Há a ideia de que a ciência moderna representa o puro
pensamento. De facto, esta ideia encontra algum repouso na “ética científica”
do “posso, logo devo”. Contudo, um cuidado olhar depressa mostrará que a
ciência moderna é, não o pensamento puro, muito menos a razão pura, mas sim o
senso-comum (e, também, o “sensus-comunis”
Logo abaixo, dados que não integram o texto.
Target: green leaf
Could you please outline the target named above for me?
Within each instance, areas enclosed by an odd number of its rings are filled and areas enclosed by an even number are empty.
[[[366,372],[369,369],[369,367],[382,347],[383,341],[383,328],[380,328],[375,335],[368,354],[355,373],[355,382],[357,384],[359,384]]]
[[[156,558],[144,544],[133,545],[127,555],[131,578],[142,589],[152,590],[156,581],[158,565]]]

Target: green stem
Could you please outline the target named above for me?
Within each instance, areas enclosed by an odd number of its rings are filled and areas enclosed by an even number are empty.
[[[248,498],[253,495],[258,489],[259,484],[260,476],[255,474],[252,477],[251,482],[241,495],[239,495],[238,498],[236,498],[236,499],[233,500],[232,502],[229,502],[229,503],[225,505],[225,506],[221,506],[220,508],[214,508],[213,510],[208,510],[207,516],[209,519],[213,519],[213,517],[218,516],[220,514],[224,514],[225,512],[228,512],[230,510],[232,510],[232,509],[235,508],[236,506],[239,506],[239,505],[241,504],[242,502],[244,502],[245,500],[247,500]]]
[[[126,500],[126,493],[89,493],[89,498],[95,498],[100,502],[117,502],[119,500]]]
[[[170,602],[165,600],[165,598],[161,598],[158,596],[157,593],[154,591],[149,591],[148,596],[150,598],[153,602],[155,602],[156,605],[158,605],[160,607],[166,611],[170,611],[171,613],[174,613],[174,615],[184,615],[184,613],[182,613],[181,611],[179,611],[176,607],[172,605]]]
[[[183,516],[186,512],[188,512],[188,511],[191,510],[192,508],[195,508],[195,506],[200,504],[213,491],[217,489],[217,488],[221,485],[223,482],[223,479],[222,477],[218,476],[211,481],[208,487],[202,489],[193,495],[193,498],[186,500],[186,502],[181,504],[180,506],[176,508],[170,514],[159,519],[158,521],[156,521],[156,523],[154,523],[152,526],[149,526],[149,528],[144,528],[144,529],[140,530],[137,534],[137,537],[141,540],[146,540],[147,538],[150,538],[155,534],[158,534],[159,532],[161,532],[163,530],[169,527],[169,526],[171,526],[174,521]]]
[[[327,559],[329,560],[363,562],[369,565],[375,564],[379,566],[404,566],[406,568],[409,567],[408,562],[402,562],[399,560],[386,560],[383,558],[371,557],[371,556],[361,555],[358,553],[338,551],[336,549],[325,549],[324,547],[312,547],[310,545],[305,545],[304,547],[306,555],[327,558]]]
– o qual não se confunde com o senso-comum) que se aventura no reino da
especulação… Por essa razão, a ciência não partilha da capacidade de pensamento
crítico própria do pensamento ou da razão pura. É precisamente deste aspecto
que a ciência moderna resgata a sua importância e o seu sucesso, na medida em
que a razão pura seria a sua destruição.
Ou seja, a razão do sucesso da ciência
reside na sua ausência de capacidade crítica. Isto não quer dizer que ela não
seja capaz de se rever, de se corrigir. Pelo contrário, a sua flexibilidade, o
seu progresso está sustentado na sua incapacidade crítica – precisamente na
medida em que a capacidade de pensamento crítico carrega consigo uma tendência
suicida.
Não importa quanto as teorias, as hipóteses, os exercícios
especulativos científicos se tenham afastado da verdade e da certeza sensível
de cada dia – não interessa quanto o cientista se afastou – no rebuliço do seu
laboratório ou na calma dos seus computadores – da experiência do senso-comum e
do sentido de realidade do “sensus-comunis”
– no fim do dia, como dizem os americanos, ele regressa a uma forma de
senso-comum, a uma forma de evidência e assim assegura, para a sua
investigação, o sentido de realidade e a forma de objectividade.
A respeito do texto acima cfr. Hannah Arendt, The Life of Mind / Thinking, Secker & Warburg, London, 1978, p. 55ss.